## 1. Introduction

[2] Oceanic fluxes are usually examined in the framework of a decomposition in which a record *y*(*t*) is divided into mean and eddy components, *y*(*t*) = 〈*y*〉 + *y*′(*t*). Ergodicity must be assumed to replace the expectation operator 〈〉 with an average, e.g., the mean of all observations within a spatial bin. However, sparse, autocorrelated observations and the broad-band energetic nature of the eddy component, dominated by mesoscale and seasonal fluctuations, make reliable decomposition estimates from ocean data a daunting task.

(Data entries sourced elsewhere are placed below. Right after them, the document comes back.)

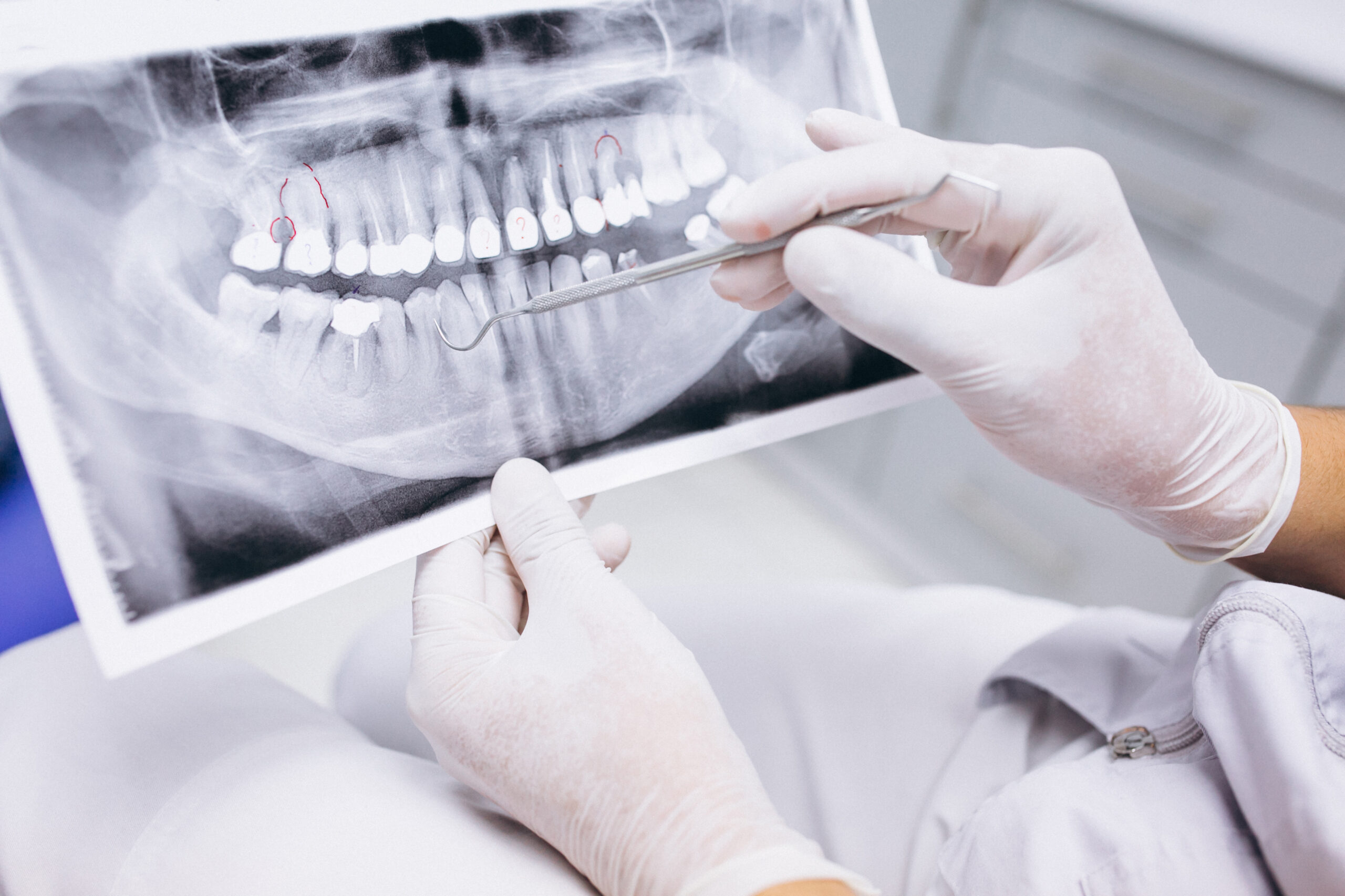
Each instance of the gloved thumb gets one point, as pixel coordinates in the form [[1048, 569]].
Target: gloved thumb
[[542, 535], [885, 298]]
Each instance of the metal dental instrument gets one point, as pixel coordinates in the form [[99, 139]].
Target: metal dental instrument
[[707, 257]]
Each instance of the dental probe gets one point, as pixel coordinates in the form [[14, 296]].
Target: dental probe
[[705, 257]]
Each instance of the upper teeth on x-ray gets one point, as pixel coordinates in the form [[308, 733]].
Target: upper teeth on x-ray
[[244, 263]]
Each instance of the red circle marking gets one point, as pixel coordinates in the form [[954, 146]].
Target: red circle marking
[[294, 231]]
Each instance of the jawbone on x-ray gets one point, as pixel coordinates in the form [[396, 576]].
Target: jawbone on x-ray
[[240, 265]]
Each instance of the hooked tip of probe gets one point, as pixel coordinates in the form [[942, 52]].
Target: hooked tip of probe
[[484, 329]]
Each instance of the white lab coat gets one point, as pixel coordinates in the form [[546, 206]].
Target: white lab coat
[[858, 705], [1242, 790]]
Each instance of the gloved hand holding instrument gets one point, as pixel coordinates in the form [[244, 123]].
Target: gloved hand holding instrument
[[1055, 336]]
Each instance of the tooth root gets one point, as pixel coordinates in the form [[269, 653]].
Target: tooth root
[[701, 162], [662, 179], [565, 272], [721, 198], [415, 234], [521, 224], [615, 204], [310, 251], [347, 362], [303, 319], [576, 325], [483, 368], [642, 295], [385, 257], [556, 220], [596, 264], [245, 308], [351, 257], [426, 346], [258, 243], [537, 277], [584, 206], [704, 234], [635, 197], [392, 339], [450, 231], [483, 231]]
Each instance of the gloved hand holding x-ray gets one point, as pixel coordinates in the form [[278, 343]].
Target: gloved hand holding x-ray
[[244, 267], [1055, 334]]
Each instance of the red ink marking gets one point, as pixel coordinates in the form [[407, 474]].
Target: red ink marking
[[320, 193], [294, 231]]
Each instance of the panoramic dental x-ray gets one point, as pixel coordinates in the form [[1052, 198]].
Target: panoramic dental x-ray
[[240, 268]]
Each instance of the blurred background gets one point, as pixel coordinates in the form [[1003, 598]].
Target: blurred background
[[1226, 124]]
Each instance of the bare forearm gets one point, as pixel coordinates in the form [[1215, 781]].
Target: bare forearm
[[809, 888], [1310, 548]]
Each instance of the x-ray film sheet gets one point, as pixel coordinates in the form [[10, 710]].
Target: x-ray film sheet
[[233, 233]]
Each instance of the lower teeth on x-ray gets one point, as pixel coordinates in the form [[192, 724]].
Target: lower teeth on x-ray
[[244, 264]]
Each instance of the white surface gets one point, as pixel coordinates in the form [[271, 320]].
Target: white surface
[[1303, 38], [727, 523]]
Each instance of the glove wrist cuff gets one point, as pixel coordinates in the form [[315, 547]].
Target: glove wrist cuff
[[1269, 526], [755, 872]]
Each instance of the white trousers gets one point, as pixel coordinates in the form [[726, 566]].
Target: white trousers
[[203, 777]]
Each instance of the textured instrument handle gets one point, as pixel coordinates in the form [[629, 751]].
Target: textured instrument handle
[[584, 291]]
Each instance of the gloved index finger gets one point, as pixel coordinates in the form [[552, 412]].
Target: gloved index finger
[[907, 164], [537, 525]]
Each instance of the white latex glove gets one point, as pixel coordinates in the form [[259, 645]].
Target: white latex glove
[[595, 727], [1055, 337]]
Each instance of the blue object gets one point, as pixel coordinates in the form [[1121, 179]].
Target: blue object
[[33, 595]]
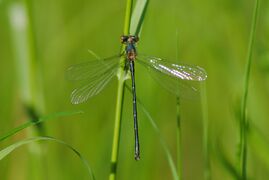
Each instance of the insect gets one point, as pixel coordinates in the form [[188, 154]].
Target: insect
[[95, 75]]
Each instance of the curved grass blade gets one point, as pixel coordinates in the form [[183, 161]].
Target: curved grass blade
[[32, 122], [6, 151], [259, 144], [164, 145], [225, 162]]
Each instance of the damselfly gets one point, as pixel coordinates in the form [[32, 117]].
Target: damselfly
[[96, 74]]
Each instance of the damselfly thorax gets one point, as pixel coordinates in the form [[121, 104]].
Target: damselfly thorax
[[95, 75], [130, 42]]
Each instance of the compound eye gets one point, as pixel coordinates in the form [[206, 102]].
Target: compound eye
[[124, 39]]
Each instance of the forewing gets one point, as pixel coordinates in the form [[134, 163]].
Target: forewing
[[92, 69], [182, 80], [184, 72], [94, 75], [93, 87]]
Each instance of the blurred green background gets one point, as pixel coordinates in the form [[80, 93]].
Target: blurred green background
[[211, 34]]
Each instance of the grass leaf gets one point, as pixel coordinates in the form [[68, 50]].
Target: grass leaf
[[138, 16], [32, 122], [6, 151]]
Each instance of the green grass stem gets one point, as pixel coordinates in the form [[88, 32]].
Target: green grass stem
[[207, 169], [162, 141], [178, 120], [244, 122], [120, 95]]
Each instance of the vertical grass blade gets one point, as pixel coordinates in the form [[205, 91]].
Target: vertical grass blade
[[163, 144], [207, 170], [178, 120], [244, 123], [119, 101], [26, 63]]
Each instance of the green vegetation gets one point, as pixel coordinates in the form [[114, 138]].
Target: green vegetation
[[219, 134]]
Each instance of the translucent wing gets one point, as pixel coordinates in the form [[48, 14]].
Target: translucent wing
[[91, 69], [182, 80], [94, 75]]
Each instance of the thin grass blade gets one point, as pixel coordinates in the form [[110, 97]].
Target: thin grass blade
[[6, 151], [34, 122]]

[3] Satellite-tracked drifters [*Sybrandy and Niiler*, 1992] provide direct measurements of currents and SST throughout much of the world's oceans, offering a unique tool to examine processes such as mean and eddy transport of momentum and heat. Drifters are often treated as moving current meters. Lagrangian displacements are averaged in bins to produce pseudo-Eulerian maps of mean currents, and removal of this mean yields estimates of the eddy fluctuations. A similar procedure can be applied to drifter-observed SST. The primary strength of this binning technique is its simplicity–it requires no explicit assumptions for the structure of the mean or residual fields, although implicit assumptions are made when choosing bin size. More sophisticated methods [*Davis*, 1985; *Bauer et al.*, 1998] have been constructed to address spatial variations of the mean.

[4] All methods of mean/eddy decomposition require some assumptions regarding the residuals. For example, all assume that variations about the mean are stationary - in the simple binned method, this assumption is implicit when estimating the appropriate degrees of freedom for the quarter-day-interpolated observations within a bin. However, in addition to the mesoscale eddy field, the observations may contain a diagnosable fluctuation at a considerably longer period: the seasonal cycle. Can we neglect seasonal variations of currents and SST when performing a mean/eddy decomposition? Seasonal variations may bias a pseudo-Eulerian mean estimate when two necessary conditions are met: (1) observations sample one season more heavily than others, and (2) the seasonal cycle's amplitude is a significant fraction of the mean. We should answer “no” to the above question in regions where these conditions apply. But where might such regions be located?

[5] *Condition 1:* In the Atlantic Ocean, *Fratantoni* [2001] showed that the overall ensemble of drifter observations is nearly homogeneously distributed through the seasons. However, this is not true in smaller regions, e.g., the 1° square bins in which mean and eddy amplitudes are often calculated. To demonstrate this, the quarter-day-interpolated positions of all drogued Atlantic drifter observations prior to 1 August 2002 were assigned a complex number, with unit amplitude and phase set by the yearday (0° for 1 January, 180° for 30 June, ctc.). These were averaged in 1° bins to produce maps of the potential seasonal observation bias (Figure 1). An amplitude near zero indicates nearly homogeneous sampling through the seasons; amplitudes near unity show where one season is sampled exclusively. Nearly two-thirds of the bins exceed an amplitude of 0.3; past this threshold, bootstrap subsampling of a simulated signal (equal mean and annual amplitude and known true mean) yields a significantly biased estimated mean.

[6] *Condition 2:* SST has a well-known annual cycle in the subtropics. Tropical currents are suspected to display strong annual and semiannual variations [*Stramma and Schott*, 1999]. Previous studies of tropical Lagrangian observations have addressed this by subsetting the data for a particular season, e.g., the four seasonal maps of tropical Pacific currents of *Bauer et al.* [2002]. However, this approach discards the time-mean information of *all* the observations in a region, thus eliminating degrees of freedom which could be used to simultaneously estimate the mean, seasonal signal and residuals. The density of observations in much of the tropical Pacific is relatively large, so the discarded degrees of freedom are not crippling. This is not true in the tropical Atlantic, where a “summer” map (for example) would contain many bins with too few observations to estimate the summer-mean values.